Golang has an announcements mail list. I'm sure than projects that depend on the language already subscribe to it. Surely.


But sometimes golang docker images are late for a few days which is very annoying if your ci build pipeline depend on them. It would be great if Go team would be able to update docker images as well. And I am sure that this automation would not be so hard to do.


What requirement do you have to update Go's version on the very day it is released?

If you rely on such docker image then upgrade only after it is released.


For some organizations unpredictable docker image releases are considered unreliable to use at all. Sometimes the image is updated the same day, sometimes after a few days, earlier even after more than a week.

The gap between developer tools and infrastructure support for them should be as small as possible this days. It's 2019.


You can always make your own base image with go installed that you update the instant you need to, if you really can't wait for the team responsible for the accepted docker image to do it...


My question is: Why do you need to upgrade your developer tools immediately?


I think that the question is, why wouldn't you? There are already a lot of work and testing done on projects that depend on 1.12 features, but using beta and rc releases.
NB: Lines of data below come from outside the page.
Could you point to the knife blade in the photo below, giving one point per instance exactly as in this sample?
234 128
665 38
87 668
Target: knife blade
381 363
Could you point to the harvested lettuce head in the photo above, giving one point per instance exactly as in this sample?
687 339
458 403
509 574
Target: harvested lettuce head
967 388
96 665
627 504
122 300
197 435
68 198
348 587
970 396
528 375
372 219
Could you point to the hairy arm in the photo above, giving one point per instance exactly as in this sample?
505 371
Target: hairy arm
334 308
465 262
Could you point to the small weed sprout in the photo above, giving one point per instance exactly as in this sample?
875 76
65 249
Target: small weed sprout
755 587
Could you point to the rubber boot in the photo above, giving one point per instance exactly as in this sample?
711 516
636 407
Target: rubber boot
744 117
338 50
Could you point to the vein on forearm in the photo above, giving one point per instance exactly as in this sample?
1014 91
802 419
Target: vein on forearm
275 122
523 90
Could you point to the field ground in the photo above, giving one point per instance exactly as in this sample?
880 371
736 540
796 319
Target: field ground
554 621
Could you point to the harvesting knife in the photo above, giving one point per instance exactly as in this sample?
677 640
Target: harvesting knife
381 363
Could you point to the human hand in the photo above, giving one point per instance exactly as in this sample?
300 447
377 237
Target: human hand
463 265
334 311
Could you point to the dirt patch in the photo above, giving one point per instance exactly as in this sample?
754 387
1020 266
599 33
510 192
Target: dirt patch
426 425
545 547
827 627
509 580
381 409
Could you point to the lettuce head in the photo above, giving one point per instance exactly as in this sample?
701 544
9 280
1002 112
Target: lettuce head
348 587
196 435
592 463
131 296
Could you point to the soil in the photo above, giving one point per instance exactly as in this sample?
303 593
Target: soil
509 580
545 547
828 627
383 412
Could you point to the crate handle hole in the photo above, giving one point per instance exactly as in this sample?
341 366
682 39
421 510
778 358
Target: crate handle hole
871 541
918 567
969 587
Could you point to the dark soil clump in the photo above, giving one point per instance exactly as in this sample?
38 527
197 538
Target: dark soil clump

Final 1.12 version would just confirm that everything works, but without docker image, testing on staging infrastructure is delayed even the final version is out.
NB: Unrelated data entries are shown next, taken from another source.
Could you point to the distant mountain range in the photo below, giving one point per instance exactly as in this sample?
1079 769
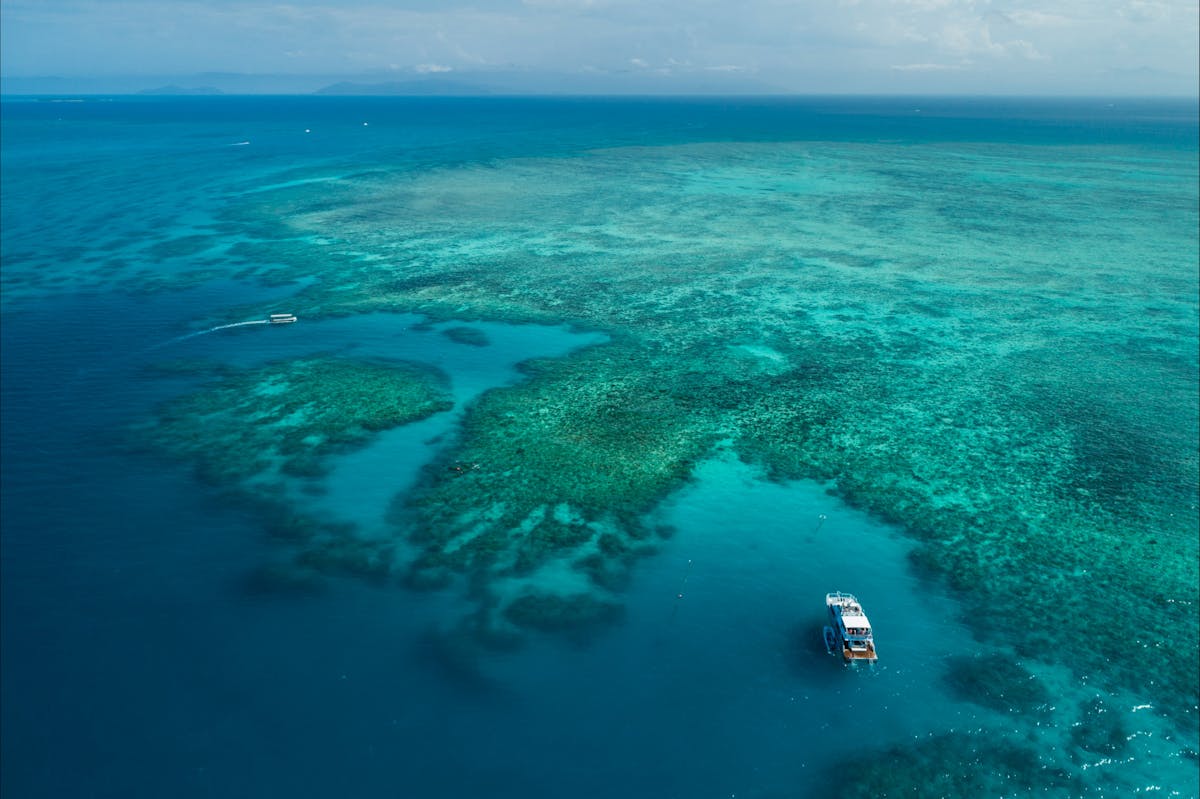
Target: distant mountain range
477 83
173 90
427 88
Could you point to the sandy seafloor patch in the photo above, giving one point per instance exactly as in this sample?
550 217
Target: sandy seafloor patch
611 394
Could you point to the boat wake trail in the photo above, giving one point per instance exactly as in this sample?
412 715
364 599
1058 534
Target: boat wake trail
204 332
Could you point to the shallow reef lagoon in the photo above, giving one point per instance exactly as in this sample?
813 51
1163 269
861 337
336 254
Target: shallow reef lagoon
588 404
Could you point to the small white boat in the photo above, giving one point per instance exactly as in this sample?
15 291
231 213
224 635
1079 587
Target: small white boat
849 632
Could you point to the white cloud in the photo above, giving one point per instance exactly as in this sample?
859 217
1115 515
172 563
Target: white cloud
928 67
802 44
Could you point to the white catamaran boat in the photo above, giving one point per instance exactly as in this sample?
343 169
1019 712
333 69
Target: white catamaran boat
849 631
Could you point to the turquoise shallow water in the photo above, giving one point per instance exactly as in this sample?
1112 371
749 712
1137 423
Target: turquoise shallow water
588 406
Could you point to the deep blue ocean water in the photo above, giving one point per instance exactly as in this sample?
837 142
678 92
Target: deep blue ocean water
139 661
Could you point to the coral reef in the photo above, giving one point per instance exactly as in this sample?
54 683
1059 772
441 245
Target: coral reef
1005 386
996 682
265 432
952 764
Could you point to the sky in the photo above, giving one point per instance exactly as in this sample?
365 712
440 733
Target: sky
1097 47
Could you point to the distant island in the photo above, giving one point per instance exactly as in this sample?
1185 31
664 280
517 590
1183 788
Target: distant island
173 90
435 86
This is why I have https://NewReleases.io configured to track both Go GitHub releases as well as golang image tags on Docker Hub.


> I think that the question is, why wouldn't you?

We already have a reply to that in your case with the availability of the docker image.

In general, people do not rush into upgrading to a new release of any software because it's risky.

> There are already a lot of work and testing done on projects that depend on 1.12 features

The only reason I can think of is that you have a requirement to support TLS 1.3.

And there is no 'delay', as, surely, you plan based on the availability of everything you need (or build your own container image).


So you do not need it as you do not want to use it too soon. That is cool. Others may need docker image release aligned with regular release, and I think that there is nothing wrong with that. Especially for the people that are trying to contribute to Go by testing beta and rc releases.


> What requirement do you have to update Go's version on the very day it is released?

The ability to test / CI that your library works properly?


That’s what Go’s bets and rc builds are specifically for - to test your code against a new version before it’s available. The only changes to Go during an rc are ceirical bug fixes.


If it’s a critical part of your infra, building your own container images isn’t a huge ask. Use gimme[0] to install your preferred version of Go into the container.

[0]: https://github.com/travis-ci/gimme


No, that does not require upgrading to the latest version on the day it is released.


Yeah it does. You'll have downstream users on it as soon as it gets released.